Pada tanggal 26 Maret 1873
Kerajaan Belanda menyatakan perang kepada Kesultanan Aceh, mereka mulai
melepaskan tembakan meriam ke daratan Aceh dari kapal perang Citadel Van
Antwerpen. Pada 5 April 1873, Belanda mendarat di Pante Ceureumen di bawah
pimpinan Johan
Harmen Rudolf Köhler, dan langsung bisa menguasai Masjid Raya Baiturrahman. Köhler
saat itu membawa 3.198 tentara. Sebanyak 168 di antaranya para perwira. Namun
peperangan pertama ini dimenangkan oleh pihak Kesultanan Aceh, di mana dalam
peristiwa tersebut tewasnya Jenderal Johan
Harmen Rudolf Köhler yang
merupakan Jendral besar Belanda akibat ditembak dengan menggunakan senapan oleh
seorang pasukan perang Kesultanan Aceh yang kemudian diabadikan tempat
tertembaknya pada sebuah monumen kecil dibawah Pohon Kelumpang yang berada di
dekat pintu masuk sebelah utara Masjid Raya Baiturrahman.
Sebagai markas perang dan
benteng pertahanan rakyat Aceh, Pada saat itu, Masjid Raya Baiturrahman
digunakan sebagai tempat bagi seluruh pasukan perang Kesultanan Aceh berkumpul
untuk menyusun strategi dan taktik perang. Sejarah mencatat bahwa
pahlawan-pahlawan nasional Aceh seperti Teuku Umar dan Cut Nyak Dhien turut serta mengambil andil dalam
mempertahankan Masjid Raya Baiturrahman.
Masjid Raya Baiturrahman
terbakar habis pada agresi tentara Belanda kedua pada tanggal 10 April bulan
Shafar 1290H/April 1873 M yang dipimpin oleh Jendral van Swieten. Tindakan
Belanda yang membakar Masjid Raya Baiturrahman yang merupakan masjid kebanggaan
milik Kesultanan Aceh Darussalam inilah yang membuat rakyat Aceh murka sehingga
melakukan perlawanan yang semakin hebat untuk mengusir Belanda dari Kesultanan
Aceh. Pembakaran Masjid Raya Baiturrahman yang dilakukan oleh pihak Belanda ini
membuat salah seorang putri terbaik Aceh, Cut Nyak Dhien sangat marah dan
berteriak dengan lantang tepat di depan Masjid Raya Baiturrahman yang sedang
terbakar sambil membangkitkan semangat Jihad Fillsabilillah Bangsa Aceh.

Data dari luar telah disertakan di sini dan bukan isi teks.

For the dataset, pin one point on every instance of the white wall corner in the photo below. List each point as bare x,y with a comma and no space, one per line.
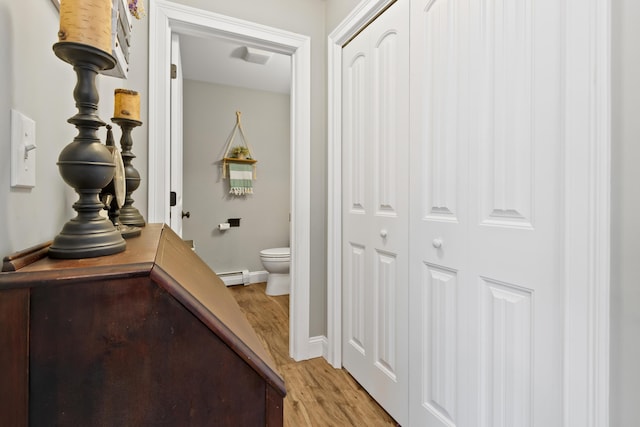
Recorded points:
587,216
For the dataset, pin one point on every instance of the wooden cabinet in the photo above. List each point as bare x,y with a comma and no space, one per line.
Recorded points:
147,337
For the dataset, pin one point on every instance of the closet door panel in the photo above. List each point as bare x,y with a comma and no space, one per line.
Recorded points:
375,208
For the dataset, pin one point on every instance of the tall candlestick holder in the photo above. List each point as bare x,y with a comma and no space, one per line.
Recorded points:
113,194
129,215
86,164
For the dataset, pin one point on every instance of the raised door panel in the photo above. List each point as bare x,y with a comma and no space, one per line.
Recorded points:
487,148
375,209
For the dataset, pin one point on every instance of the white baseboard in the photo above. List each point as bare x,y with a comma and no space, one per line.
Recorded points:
238,278
317,347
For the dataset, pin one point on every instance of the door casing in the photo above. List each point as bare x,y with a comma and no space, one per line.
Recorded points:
165,18
587,187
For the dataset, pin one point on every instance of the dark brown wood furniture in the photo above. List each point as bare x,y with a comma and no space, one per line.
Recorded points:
146,337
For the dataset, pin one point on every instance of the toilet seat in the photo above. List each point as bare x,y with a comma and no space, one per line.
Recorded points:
276,253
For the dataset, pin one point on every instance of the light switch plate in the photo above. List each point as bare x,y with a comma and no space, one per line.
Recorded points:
23,151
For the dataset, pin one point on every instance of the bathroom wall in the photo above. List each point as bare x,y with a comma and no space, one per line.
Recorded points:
303,17
209,118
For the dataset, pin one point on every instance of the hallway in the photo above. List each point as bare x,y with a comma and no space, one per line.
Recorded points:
317,394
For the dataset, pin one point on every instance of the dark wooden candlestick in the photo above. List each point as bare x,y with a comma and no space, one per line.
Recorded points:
110,194
129,215
86,164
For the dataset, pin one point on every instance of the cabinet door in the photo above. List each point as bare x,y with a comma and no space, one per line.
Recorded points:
486,213
375,208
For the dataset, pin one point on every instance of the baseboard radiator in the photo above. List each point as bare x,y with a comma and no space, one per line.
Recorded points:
242,277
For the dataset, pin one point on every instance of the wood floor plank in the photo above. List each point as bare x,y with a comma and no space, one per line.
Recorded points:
317,394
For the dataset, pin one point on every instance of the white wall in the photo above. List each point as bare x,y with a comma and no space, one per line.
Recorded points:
209,118
625,211
38,84
337,10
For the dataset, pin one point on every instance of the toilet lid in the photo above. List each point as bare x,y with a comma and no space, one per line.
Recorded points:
276,252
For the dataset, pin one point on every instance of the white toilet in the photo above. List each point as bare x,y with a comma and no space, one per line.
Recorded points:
276,262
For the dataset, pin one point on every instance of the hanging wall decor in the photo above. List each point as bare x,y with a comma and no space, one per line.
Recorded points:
239,160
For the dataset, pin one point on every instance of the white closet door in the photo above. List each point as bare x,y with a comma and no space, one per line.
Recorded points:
176,136
375,209
486,213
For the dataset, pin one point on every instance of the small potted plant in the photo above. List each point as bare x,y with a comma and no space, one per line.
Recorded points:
240,152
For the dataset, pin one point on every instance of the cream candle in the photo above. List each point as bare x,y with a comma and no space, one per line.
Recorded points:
87,22
127,104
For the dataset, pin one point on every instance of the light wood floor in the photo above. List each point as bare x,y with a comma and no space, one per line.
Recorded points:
317,394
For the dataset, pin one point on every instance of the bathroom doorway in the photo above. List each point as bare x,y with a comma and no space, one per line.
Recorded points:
166,18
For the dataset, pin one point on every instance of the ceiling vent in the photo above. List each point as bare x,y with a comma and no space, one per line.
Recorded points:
256,56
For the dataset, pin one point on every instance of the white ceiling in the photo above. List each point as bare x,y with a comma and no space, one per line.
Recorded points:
220,61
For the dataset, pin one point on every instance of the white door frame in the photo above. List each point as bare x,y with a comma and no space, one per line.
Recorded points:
587,187
166,17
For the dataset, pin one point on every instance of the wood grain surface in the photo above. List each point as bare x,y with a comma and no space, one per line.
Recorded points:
317,394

“Wahai sekalian mukmin yang
bernama orang Aceh! Lihatlah! Saksikan sendiri dengan matamu! Masjid kita
dibakarnya! Mereka menentang Allah Subhanahuwataala!
Tempatmu beribadah dibinasakannya! Nama Allah dicemarkannya! Camkanlah itu!
Janganlah kita melupakan budi si kafir yang serupa itu! Masih adakah orang Aceh
yang suka mengampuni dosa si kafir yang serupa itu? Masih adakah orang Aceh
yang suka menjadi budak kafir Belanda?” (Szekely Lulofs, 1951:59).
Empat tahun setelah Masjid Raya
Baiturrahman itu terbakar, pada pertengahan shafar 1294 H/Maret 1877 M, dengan
mengulangi janji jenderal Van Sweiten dan sebagai permintaan maaf juga untuk
meredam kemarahan rakyat Aceh maka Gubernur Jenderal Van Lansberge menyatakan akan
membangun kembali Masjid Raya Baiturrahman yang telah terbakar itu
Pernyataan ini diumumkan setelah diadakan permusyawaratan dengan
kepala-kepala negeri disekitar Kota Banda Aceh. Di mana disimpulkan bahwa
pengaruh Masjid sangat besar kesannya bagi rakyat Aceh yang 100% beragama Islam. Janji tersebut dilaksanakan oleh Jenderal
Mayor Jenderal Karel Van Der Heijden selaku gubernur militer Aceh pada waktu
itu dan tepat pada hari Kamis 13 Syawal 1296 H/9 Oktober 1879 M, diletakan batu
pertamanya yang diwakili oleh Tengku Qadhi Malikul Adil.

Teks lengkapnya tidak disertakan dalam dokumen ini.